The Search for a Twitter Replacement
Plus a few recommendations and some recent things I’ve written
The search for a Twitter replacement has led me to two conclusions. One, there won’t be a 1:1 replacement. Notes is cool, but it’s locked to a certain ecosystem of writers. This builds in benefits and limits. Cohost is halfway between Twitter and Tumblr but doesn’t have a phone app so I always forget it exists. Mastodon is complicated and decentralized – some people are into it; I have an account I don’t use. Bluesky is made by Jack Dorsey and will probably encourage the generation of an ecosystem by trickling-out invites to popular Twitter people, but it’s also got weird stuff going on with its terms and conditions, and is also nominally decentralized. I just uninstalled something from my phone earlier called “ibble.” No idea what it was; pretty sure I never set up an account. I like Counter Social’s logo but I’m not sure I ever set up one of those either. If Bluesky does indeed stay around, y’all absolutely must change the name of individual microblog posts from “skeets” to something else.
This in turn leads to the second conclusion – the replacement is a combination of services as we transition to a new world in the digital space. There’s a lot more to be said about that, good and bad; my key recommendations for news on the digital space are Garbage Day and Max Read. I have other newsletter recommendations, but I’ll stop for now to say that Substack has been a big part of replacing Twitter for me as far as just the basics of reading and writing thoughts on movies, games new and classic, TV, sports, news, writing and publishing, even if I’m not real tuned-in to Notes. Discord is the other big one – replacing the search for community in a prospective online public square with existing online communities; the evolved, perhaps more flexible, form of the forum board. At some point soon I’ll do podcast recommendations – many of those shows also cultivate Discord communities; places for the fans to get together and talk about their shared interests. And then, as a direct consequence of Discord (shout out to No Escape, one of my favorite game blogs putting me on to a bunch of other cool games blogs) I’ve got Feedly – that’s right, in the year of Muad’Dib 2023, I’ve started using an RSS reader to group website links.
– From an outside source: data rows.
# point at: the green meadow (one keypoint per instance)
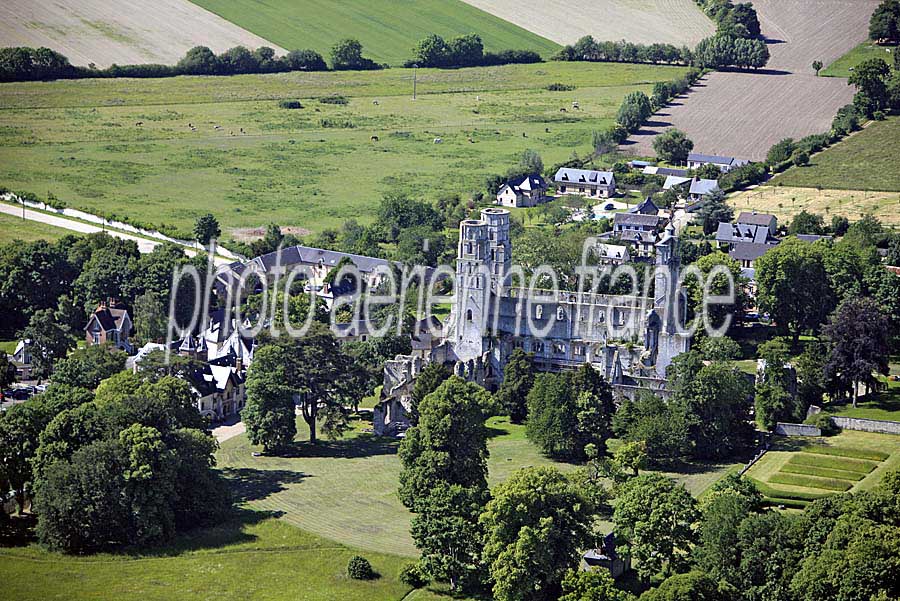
(164, 151)
(843, 66)
(859, 162)
(387, 30)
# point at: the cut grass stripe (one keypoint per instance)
(811, 482)
(846, 452)
(777, 493)
(824, 472)
(860, 466)
(795, 503)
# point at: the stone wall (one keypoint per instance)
(784, 429)
(867, 425)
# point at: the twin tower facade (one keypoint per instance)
(497, 308)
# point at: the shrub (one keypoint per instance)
(823, 422)
(359, 568)
(559, 87)
(412, 575)
(810, 482)
(334, 99)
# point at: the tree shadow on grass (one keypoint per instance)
(364, 445)
(230, 532)
(248, 484)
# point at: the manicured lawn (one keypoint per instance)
(304, 168)
(842, 66)
(388, 31)
(883, 405)
(256, 557)
(347, 490)
(15, 228)
(860, 162)
(799, 470)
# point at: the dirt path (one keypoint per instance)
(124, 32)
(743, 114)
(145, 245)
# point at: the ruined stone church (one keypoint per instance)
(630, 339)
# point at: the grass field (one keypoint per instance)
(347, 491)
(387, 31)
(79, 139)
(256, 557)
(860, 162)
(14, 228)
(784, 202)
(883, 405)
(798, 470)
(843, 66)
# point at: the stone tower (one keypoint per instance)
(669, 302)
(497, 221)
(474, 280)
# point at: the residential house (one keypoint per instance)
(724, 164)
(596, 184)
(645, 207)
(759, 219)
(746, 242)
(698, 190)
(666, 171)
(21, 358)
(527, 191)
(109, 323)
(611, 254)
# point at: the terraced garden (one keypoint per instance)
(797, 471)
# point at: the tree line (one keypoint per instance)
(41, 64)
(464, 51)
(725, 547)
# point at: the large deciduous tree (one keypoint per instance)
(672, 146)
(443, 480)
(858, 336)
(655, 518)
(535, 526)
(518, 378)
(794, 287)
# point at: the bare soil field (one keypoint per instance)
(784, 202)
(125, 32)
(645, 21)
(743, 114)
I don’t want to go long on this; I’ve got some other things on the docket (most anticipated movies and games for the rest of the year, something to do with podcasts, an incomplete news aggregate/commentary piece I started months ago) but ostensibly this newsletter exists as a vehicle for me to share my critical writing. So, here are some recent things I’ve written:
You can find some film impressions by me on Letterboxd (I follow back because I love reading what other people write about what they watch; I don’t use GoodReads, but I like this) and my most recent work is at Paste and Vague Visages:
Nostalgia and Corporate Identity in Air at Paste Magazine
Beau is Afraid Review at Vague Visages
Guardians of the Galaxy Vol. 3 at Vague Visages
One last thing, in case I never find the words to run long on this in a coherent fashion: the writers deserve everything they’re asking for in the strike. Labor is entitled to all the wealth it creates, for one thing. But even beyond that, they’re asking for very moderate concessions as the corporations that own film and television rake in obscene profits that they don’t want to share with the people that make it possible.
Peace and solidarity, good people. Be in touch.